Tunç Şatıroğlu ise düşük gelen verilerin Şahap Kavcıoğlu dönemine atıfla “şahabi para politikası”nın yolunu açabileceğini savundu. Şatıroğlu, “Son TÜİK enflasyon verisinden sonra daha fazla faiz indirimi için alan açılmış oldu” ifadelerini kullandı. Bir diğer paylaşımında ise Türkiye’nin G20 ülkeleri arasında en yüksek enflasyona sahip ülke konumunu koruduğunu, dünyada ise Venezuela, Güney Sudan, İran ve Burundi’nin ardından beşinci sırada yer aldığını belirtti.
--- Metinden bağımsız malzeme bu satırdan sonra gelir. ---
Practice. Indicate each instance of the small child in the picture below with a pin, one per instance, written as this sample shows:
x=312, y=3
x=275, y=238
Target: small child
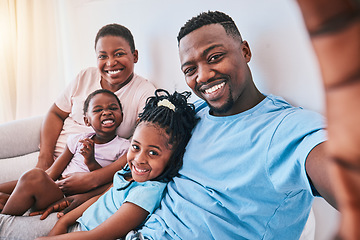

Ekonomist Emre Alkin ise açıklanan TÜFE’nin yüzde 2,55 ile beklenti olan yüzde 3’ün altında geldiğini hatırlatarak, “Geçen aya göre yıllık enflasyon düşük çıksın diye bir durum oluşuyor” yorumunda bulundu.
“YILLIK ORAN 4 AYDIR YÜZDE 33’E TAKILDI”
Fatih Özatay, aylık oranın yüksekliğine dikkat çekerek, bu seviyenin yıl geneline yayılması durumunda yıllık enflasyonun yüzde 35'e ulaşabileceğini hesapladı. Özatay, yıllık enflasyonun dört aydır yaklaşık yüzde 33 civarında seyrettiğini belirtti ve bu gidişatla 2026 hedefinin oldukça uzak göründüğünü söyledi.
Dr. Barış Esen ise ekim ayı verisinin piyasa beklentisinin altında gelmesini olumlu değerlendirdi. “Korkulan olmadı” ifadesini kullanan Esen, aylık artışın yüzde 2,55, yıllık artışın ise yüzde 32,87 olarak gerçekleştiğini aktardı.
“ENAG İLE TÜİK ARASIND AFARK YILLIKTA 2 KATA YAKIN"
Prof. Dr. Şenol Babuşcu ise, ENAG ile TÜİK arasındaki 10 aylık kümülatif enflasyon farkının yüzde 20,96’ya ulaştığını açıkladı. Babuşcu’nun paylaştığı tabloya göre, Ekim 2025 itibarıyla yıllık enflasyon TÜİK’e göre yüzde 32,87, İstanbul Ticaret Odası’na (İTO) göre yüzde 40,84, ENAG’a göre ise yüzde 60,00 olarak hesaplandı. “ENAG ile TÜİK arasında enflasyon hesaplamalarında fark yıllıkta 2 kata yakın” diyen Babuşcu, veri güvenilirliği tartışmalarına dikkat çekti.